Il sindaco di Pietrasanta Domenico Lombardi e il soprintendente architettonico di Lucca Giuseppe Stolfi alla fine hanno vinto: hanno collocato sul portale della chiesa trecentesca di Sant’Agostino, sulla Piazza di Pietrasanta, una lunetta in bronzo di Igor Mitoraj. Pur di farlo, il primo ha calpestato le ragioni di un combattivo e consapevole comitato di cittadini (“La Piazza di Pietrasanta”) e il secondo ha tenuto in non cale le perplessità del Ministro per i Beni Culturali Massimo Bray, che avrebbe voluto almeno un’ulteriore riflessione.
Il sindaco e il soprintendente erano mossi (almeno apparentemente) da un movente esclusivamente estetico: la lunetta di Mitoraj sembrava loro molto bella. Il Comitato, invece, faceva notare che la facciata della chiesa ha seri problemi statici, che non era il caso di aggravare con un ulteriore peso; che la piazza è già stracolma di sculture contemporanee, con uno sgradevole effetto da showroom; che l’opera di Mitoraj è un centone di sue invenzioni già proposte altrove; e che, soprattutto, l’immagine della piazza e della chiesa è un patrimonio comune che non si può alterare senza un consenso universale.

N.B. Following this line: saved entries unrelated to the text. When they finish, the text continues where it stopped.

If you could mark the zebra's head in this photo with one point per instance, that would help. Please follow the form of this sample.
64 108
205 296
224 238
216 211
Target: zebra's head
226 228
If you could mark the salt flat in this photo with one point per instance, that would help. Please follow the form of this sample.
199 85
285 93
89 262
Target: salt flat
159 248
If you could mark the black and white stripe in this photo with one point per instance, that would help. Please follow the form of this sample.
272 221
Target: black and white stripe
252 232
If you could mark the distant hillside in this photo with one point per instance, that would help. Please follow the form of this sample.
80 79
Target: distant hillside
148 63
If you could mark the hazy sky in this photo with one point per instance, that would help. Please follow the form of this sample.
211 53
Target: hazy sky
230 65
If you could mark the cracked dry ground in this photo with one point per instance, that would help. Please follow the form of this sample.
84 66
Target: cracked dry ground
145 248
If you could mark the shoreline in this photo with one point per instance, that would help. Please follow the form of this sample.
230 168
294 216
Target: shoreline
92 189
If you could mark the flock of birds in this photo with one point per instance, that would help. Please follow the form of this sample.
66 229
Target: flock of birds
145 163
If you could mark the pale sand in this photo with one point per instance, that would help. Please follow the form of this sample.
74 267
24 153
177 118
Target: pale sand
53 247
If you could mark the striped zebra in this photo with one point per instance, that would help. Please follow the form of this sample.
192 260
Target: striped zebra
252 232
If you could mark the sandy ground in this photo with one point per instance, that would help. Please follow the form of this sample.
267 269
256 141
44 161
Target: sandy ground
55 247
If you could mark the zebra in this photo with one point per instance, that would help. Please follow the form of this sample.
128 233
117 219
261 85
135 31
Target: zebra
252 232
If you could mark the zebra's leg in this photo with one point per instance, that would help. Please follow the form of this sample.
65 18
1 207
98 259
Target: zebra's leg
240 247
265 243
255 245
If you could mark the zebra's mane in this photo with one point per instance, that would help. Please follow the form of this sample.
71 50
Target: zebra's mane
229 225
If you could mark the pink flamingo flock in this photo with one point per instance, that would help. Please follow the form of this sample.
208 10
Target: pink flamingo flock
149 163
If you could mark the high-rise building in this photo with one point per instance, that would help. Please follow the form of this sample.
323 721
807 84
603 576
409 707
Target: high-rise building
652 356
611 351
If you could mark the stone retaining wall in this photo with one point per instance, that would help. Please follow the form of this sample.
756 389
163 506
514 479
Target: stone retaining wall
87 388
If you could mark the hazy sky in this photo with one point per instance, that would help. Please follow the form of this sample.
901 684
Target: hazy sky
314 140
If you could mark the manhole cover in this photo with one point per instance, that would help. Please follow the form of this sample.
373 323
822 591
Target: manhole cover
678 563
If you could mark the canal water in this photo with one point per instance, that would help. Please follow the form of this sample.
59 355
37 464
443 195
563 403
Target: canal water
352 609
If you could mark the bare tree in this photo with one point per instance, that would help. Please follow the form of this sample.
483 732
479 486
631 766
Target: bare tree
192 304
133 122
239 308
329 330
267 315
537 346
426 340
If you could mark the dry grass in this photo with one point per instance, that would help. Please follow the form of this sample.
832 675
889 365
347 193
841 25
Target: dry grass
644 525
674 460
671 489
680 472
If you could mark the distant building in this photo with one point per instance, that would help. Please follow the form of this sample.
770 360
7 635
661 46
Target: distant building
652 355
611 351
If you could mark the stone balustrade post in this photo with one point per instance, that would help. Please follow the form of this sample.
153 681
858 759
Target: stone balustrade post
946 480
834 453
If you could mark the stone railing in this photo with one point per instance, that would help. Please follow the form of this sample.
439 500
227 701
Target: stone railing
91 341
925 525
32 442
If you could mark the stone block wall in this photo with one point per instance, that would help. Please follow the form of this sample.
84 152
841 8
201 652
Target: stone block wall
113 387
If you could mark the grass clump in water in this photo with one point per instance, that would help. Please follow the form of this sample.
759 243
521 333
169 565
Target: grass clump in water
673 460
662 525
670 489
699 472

Alcuni mesi fa, io stesso fui invitato dal sindaco ad un dibattito sull’opportunità di collocare o meno l’opera: ma quando vidi che si annunciava contestualmente la data della collocazione, compresi che il dibattito era una foglia di fico, e che la decisione era già presa.

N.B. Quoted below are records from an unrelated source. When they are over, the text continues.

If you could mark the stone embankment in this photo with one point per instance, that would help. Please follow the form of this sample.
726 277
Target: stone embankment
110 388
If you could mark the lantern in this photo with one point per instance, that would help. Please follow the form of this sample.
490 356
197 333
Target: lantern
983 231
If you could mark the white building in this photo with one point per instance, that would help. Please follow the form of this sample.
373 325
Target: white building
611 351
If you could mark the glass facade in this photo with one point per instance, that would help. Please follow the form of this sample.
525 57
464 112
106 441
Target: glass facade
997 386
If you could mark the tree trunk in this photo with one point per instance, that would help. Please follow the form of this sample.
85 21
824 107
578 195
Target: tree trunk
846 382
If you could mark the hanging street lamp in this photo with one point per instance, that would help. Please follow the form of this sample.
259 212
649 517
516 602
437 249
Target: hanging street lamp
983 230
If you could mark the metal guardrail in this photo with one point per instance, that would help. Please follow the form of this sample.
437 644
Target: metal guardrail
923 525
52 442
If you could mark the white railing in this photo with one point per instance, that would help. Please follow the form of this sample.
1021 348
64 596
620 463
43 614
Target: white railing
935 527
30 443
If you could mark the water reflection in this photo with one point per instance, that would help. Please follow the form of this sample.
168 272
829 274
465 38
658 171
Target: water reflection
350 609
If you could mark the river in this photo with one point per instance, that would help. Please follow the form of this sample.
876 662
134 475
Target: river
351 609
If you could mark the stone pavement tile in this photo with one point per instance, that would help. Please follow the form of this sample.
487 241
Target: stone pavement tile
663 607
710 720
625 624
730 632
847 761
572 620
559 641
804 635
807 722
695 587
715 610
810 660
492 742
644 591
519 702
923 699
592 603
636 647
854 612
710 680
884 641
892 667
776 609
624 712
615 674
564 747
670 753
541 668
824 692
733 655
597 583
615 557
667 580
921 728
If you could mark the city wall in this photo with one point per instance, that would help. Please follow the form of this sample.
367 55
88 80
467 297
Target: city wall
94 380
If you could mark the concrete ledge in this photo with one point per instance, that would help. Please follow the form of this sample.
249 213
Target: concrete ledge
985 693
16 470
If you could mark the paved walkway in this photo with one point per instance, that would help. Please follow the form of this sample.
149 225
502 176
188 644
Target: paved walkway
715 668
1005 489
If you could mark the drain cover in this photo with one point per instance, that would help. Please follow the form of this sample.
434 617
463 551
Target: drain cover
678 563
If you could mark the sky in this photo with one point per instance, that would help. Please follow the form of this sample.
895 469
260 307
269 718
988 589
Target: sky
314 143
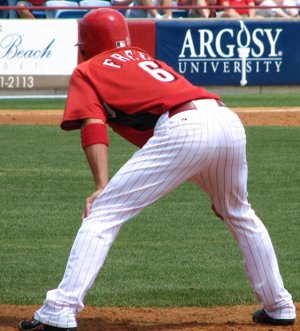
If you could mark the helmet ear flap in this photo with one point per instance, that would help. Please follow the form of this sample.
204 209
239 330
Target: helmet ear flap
100 30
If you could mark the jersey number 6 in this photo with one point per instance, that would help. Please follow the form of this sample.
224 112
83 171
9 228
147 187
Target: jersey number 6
156 71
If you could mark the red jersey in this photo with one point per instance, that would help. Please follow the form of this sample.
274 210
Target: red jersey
127 89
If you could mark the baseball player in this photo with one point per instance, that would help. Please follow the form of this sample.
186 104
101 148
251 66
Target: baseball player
184 133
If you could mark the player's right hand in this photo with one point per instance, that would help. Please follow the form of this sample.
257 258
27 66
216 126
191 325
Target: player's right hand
88 203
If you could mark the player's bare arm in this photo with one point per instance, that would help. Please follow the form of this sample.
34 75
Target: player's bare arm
97 157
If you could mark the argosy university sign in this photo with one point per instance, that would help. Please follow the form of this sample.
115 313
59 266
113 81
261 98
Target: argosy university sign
232 52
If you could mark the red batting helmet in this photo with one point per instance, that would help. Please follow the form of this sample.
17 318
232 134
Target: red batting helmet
100 30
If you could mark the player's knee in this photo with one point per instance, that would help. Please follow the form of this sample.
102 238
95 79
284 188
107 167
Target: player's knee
218 214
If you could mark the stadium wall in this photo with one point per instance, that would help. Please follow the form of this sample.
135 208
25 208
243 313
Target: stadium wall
259 56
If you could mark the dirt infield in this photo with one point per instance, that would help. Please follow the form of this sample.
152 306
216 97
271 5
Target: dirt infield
225 318
235 318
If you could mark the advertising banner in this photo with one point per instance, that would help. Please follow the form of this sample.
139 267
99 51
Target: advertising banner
229 52
37 53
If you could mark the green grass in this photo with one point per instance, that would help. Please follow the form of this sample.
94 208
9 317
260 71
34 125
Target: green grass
250 100
175 253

E il punto è proprio questo: la questione non ruota intorno al dilemma bello/brutto, o al soggettivo e puerile “mi piace/non mi piace”, ma ruota invece intorno al rapporto pietre/popolo, cioè patrimonio storico e artistico/ cittadini. Una volta tanto che questo rapporto era vivo e reattivo, il sindaco e il soprintendente avrebbero dovuto prenderne atto e rinunciare all’effimera vanità di lasciare un (assai discutibile) segno su un edificio storico così importante. E non in nome della sua musealizzazione, ma al contrario in nome del legame vivo e attuale che congiunge quell’edificio e l’immagine della sua piazza al tessuto vivo della città.
Peccato che chi doveva essere ancor più attento di sindaco e soprintendente, e cioè l’artista, sia invece stato sordo alle ragioni della comunità. Ma l’arte, mai come oggi, è questione di marketing.